When playwright Andrew Russell moved to Seattle in 2009, his mother came to visit. It was her first trip to the Pacific Northwest.
She told him something that he hasn’t forgotten: “Seattle is a great place to keep a secret.”
Nearly a decade later, that solitude is getting harder to come by. The population is booming. Traffic is more maddening. Rents and housing prices are spiking. Gentrification is pushing artists out of the city.
There’s a lot at stake for Seattle’s arts community as it struggles to remain on steady footing.
But despite the rapid changes to this growing city, Seattle's creative community remains resilient.
This fall, KUOW's City of Dreams project is exploring why Seattle is a special place for artists, innovators and creators. We asked five artists who work in theatre, arts education, music, film, and visual art: what is it about Seattle?
Who do you see creating and innovating in Seattle now? Let us know.
“The most impressive thing I’ve seen about art in Seattle is the social justice lens that’s on the art being made; art that’s usually out of the mainstream. To see those different perspectives, it opens up our eyes around what art can do for social change.”
“What makes Seattle special is that it’s still fairly small.
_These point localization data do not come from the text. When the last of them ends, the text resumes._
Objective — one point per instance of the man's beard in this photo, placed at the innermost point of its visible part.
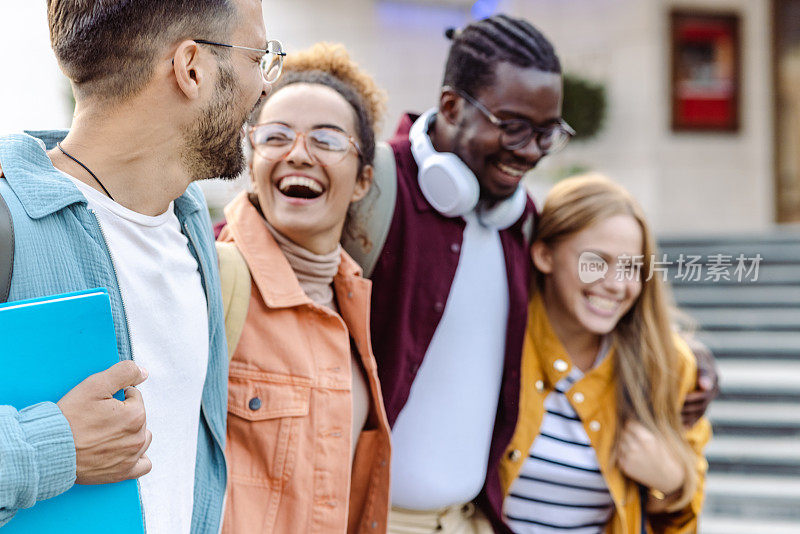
(213, 144)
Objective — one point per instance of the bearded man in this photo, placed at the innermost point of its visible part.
(162, 90)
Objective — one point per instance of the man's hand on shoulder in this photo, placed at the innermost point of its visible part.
(110, 436)
(707, 387)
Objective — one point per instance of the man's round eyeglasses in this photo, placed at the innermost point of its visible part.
(326, 146)
(517, 133)
(271, 59)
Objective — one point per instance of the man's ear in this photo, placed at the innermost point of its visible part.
(363, 183)
(450, 106)
(542, 257)
(186, 65)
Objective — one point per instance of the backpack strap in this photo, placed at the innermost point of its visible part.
(235, 281)
(6, 248)
(375, 211)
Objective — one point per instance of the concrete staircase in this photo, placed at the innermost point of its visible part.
(753, 327)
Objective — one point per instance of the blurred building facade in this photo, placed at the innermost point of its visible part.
(687, 181)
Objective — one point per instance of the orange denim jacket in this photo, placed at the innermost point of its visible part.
(289, 401)
(598, 413)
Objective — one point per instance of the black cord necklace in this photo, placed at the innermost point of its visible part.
(73, 158)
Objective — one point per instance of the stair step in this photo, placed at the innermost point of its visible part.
(737, 296)
(785, 234)
(716, 319)
(755, 455)
(742, 525)
(753, 344)
(776, 498)
(768, 377)
(769, 274)
(756, 414)
(775, 487)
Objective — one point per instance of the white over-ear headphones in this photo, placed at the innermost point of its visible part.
(451, 187)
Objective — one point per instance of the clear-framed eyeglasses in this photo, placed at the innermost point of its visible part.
(271, 60)
(326, 146)
(517, 133)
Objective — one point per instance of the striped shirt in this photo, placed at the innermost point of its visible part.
(560, 487)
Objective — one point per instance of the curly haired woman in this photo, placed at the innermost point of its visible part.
(308, 440)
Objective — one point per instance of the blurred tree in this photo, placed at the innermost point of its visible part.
(584, 106)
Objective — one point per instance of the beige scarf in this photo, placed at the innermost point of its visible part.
(315, 272)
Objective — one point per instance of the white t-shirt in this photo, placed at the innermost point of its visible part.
(442, 436)
(167, 316)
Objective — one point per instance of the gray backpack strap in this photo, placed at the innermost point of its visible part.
(6, 249)
(373, 214)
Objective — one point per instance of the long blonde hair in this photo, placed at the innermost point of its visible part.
(648, 365)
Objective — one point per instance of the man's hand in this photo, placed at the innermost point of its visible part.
(110, 436)
(707, 389)
(648, 460)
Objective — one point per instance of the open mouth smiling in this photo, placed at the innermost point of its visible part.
(300, 187)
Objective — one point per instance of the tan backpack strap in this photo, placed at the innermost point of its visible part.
(375, 211)
(235, 281)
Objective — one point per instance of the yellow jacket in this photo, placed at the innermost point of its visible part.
(596, 407)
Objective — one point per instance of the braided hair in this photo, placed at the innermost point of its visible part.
(478, 48)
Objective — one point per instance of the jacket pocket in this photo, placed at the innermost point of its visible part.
(265, 419)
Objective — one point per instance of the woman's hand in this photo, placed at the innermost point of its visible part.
(648, 461)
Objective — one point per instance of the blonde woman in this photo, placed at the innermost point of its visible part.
(308, 440)
(604, 376)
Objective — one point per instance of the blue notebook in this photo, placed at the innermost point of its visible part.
(49, 346)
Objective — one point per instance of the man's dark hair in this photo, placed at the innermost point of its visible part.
(109, 47)
(478, 48)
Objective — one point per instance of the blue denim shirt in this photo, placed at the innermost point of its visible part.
(60, 248)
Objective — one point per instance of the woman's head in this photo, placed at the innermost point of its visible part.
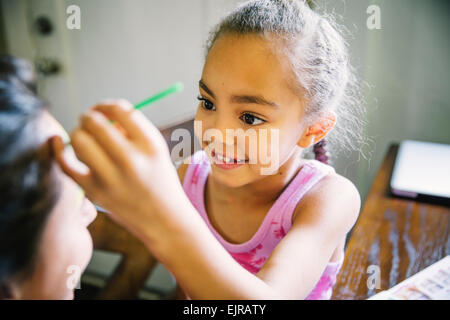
(43, 213)
(282, 51)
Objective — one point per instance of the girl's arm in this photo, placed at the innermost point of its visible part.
(132, 176)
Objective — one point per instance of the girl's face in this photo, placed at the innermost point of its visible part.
(66, 245)
(245, 85)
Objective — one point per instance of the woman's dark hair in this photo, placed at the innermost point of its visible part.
(27, 186)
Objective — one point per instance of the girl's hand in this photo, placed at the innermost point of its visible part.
(130, 171)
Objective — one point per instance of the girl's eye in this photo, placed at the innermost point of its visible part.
(251, 119)
(208, 105)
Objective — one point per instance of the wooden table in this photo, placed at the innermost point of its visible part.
(400, 236)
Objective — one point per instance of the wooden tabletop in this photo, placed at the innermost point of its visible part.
(400, 236)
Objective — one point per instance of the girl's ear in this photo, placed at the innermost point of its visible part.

There are a lot of fluid boundaries and a lot of porosity in who you run into and people’s networks that they open up and share with each other. That kind of fluidity fosters creativity. If you want to will an idea into existence, you can do it here.”
“A gift that the city gives you is that the city will not tell you what to do with yourself. It requires that you get comfortable with what your internal artist is saying, and find a way to bring that to life.”
“It’s in mid-September up until mid-November where there’s no other place I’d rather be. It’s the way the light shines through maple leaves that are turning bright orange and red, falling in through the living room window. It’s like a day without a genre. And tonally, that’s what I respond to.”
“You meet people all over who are wanting to create something unique and beautiful and provocative. You look at who’s around you and what they’re doing, and how can you help them make their thing successful. Having that energy and that attitude makes it so there’s so many creative, good things happening here.”